What is the difference between solubility, local solubility and global solubility when it comes to solving quadratic ternary normal forms, i.e a equation of the form $ax^2 + by^2 + cz^2 =0$?
Thanks in advance.
Global solvability means solvable over a global field (such as a number field or function field), and local solvability means over a local field (such as finite extension of a $p$-adic field). The theorem of Hasse -Minkowski for quadratic forms gives a relation: If $K$ is a global field and $f(x)=a_1x_1^2+\cdots a_nx_n^2$ is a polynomial with coefficients in $K^{\ast}$, then $f(x)=0$ has a non-trivial solution over $K$ if and only if it has a non-trivial solution in every local field arising as completion of $K$ with respect to the absolute valuation.

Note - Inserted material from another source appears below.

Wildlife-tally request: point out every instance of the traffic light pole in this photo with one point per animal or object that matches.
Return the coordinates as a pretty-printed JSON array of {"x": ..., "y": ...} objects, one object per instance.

We can take $K=\mathbf{Q}$, then solvability over $\mathbf{Q}$ is equivalent to solvability over $\mathbf{R}$ and all $\mathbf{Q}_p$. For example, the termary quadratic form $Q(x)=5x^2+7y^2-13z^2$ has a non-trivial (global) rational solution, since it has a local solution over $\mathbf{Q}_p$ for every prime $p$ (and a real solution, of course). On the other hand, we could have seen this much easier (by using Lagrange, or direct verification, e.g., $(x,y,z)=(3,1,2)$.